The Company operates through two principal business segments, machine clothing and roll covers. The machine clothing segment performance obligations generally include the production of various types of industrial textiles used on paper-making machines and on other industrial applications. In the Company's roll covers segment, the performance obligations generally include the manufacturing of various types of roll covers, spreader rolls, refurbishment of previously installed roll covers, and providing mechanical services for the internal mechanisms of rolls used on paper-making machines. The contract and order economics and risks are determined to be at the segment level. Within each segment the contracts are similar. Total revenues by segment for the reporting periods on the Consolidated Statements of Operations and Comprehensive (Loss) Income are disclosed in Note 9.

Revenue from the Company's performance obligations to customers is recognized at the point in time when control is transferred to the customer. Control is generally transferred to the customer when persuasive evidence of an arrangement exists, the price is fixed and determinable, delivery including transfer of title has occurred and there is a reasonable assurance of collection of the sales proceeds. The Company generally obtains written purchase authorizations from customers for a specific product or service performance obligation at a specified price and considers delivery and transfer of title to have occurred in accordance with its shipping terms. Payment is generally due in accordance with customary payment terms once the transfer of control has occurred. Revenue is recorded net of applicable allowances, including estimated allowances for returns, rebates and other discounts. Allowances are generally estimated based upon customer trends. In the machine clothing segment, a small portion of the business has been conducted pursuant to consignment arrangements under which the Company does not recognize a sale of a product to a customer until the customer places the product into use, which typically occurs some period after the product is shipped to the customer or to a warehouse location near the customer’s facility. As part of the consignment agreement, the Company delivers the goods to a location designated by the customer. In many cases, the customer and the Company generally agree to a “sunset” date, which represents the date by which the customer must accept all risks and rewards of ownership of the product and payment terms begin. For consignment sales, revenue is generally recognized on the earlier of the actual product installation date or the “sunset” date.

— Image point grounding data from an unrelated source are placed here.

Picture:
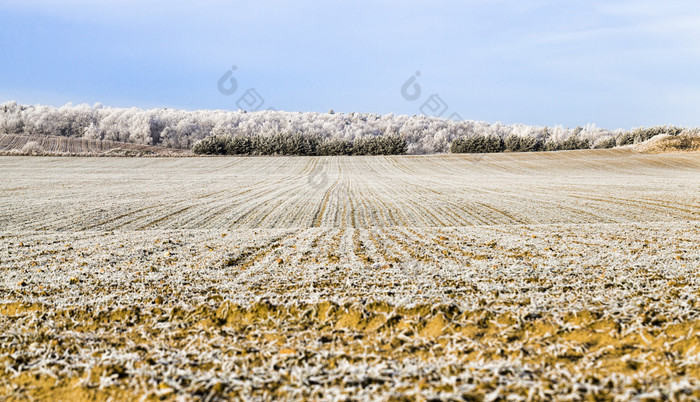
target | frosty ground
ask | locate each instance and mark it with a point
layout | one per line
(522, 276)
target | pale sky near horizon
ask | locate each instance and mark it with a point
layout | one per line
(616, 64)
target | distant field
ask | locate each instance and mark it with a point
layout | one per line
(11, 144)
(568, 274)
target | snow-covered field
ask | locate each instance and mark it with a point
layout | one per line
(537, 275)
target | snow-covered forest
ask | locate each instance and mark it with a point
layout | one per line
(182, 129)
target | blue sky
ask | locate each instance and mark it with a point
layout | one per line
(546, 62)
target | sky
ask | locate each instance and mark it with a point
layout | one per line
(616, 64)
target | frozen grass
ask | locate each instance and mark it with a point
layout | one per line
(511, 276)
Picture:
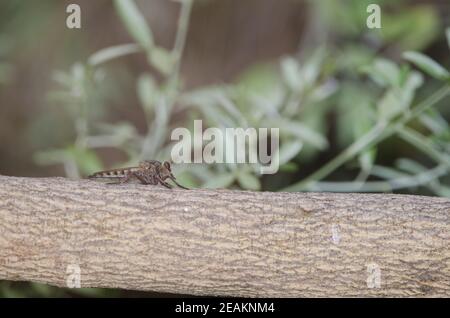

The costs to fulfill the Company's performance obligations at a point in time are included in inventory. Refer to balances and further discussion in Note 1. Commissions are generally earned at the point in time the performance obligation is satisfied by the Company and are expensed as incurred. Commission expense for the three and six months ended June 30, 2018 and 2017 was as follows:

 
Three Months Ended June 30,
 
Six Months Ended June 30,
 
2018
 
2017
 
2018
 
2017
Commission expense (1)
$
2,574

 
$
3,564

 
$
5,832

 
$
7,098


(1) During the second quarter of 2018, the Company modified the commission structure for both the split between base pay and incentive compensation and the definition of commissionable sales in its North American operations. This resulted in a lower commission expense compared to the prior year.

The Company has net accounts receivable balances from customers of $81.6 million and $76.6 million as of June 30, 2018 and December 31, 2017, respectively. The Company does not have any contract receivable balance as of June 30, 2018 and December 31, 2017. The Company had minimal contract liability balances, which primarily relate to customer prepayments for certain products in its North American rolls business of $1.1 million and $0.5 million as of June 30, 2018 and December 31, 2017, respectively. The corresponding balances as of June 30, 2017 and December 31, 2016 were $0.4 million and $1.1 million, respectively. Minimal revenue was recognized on these contract liabilities during the three and six months ended June 30, 2018 and 2017.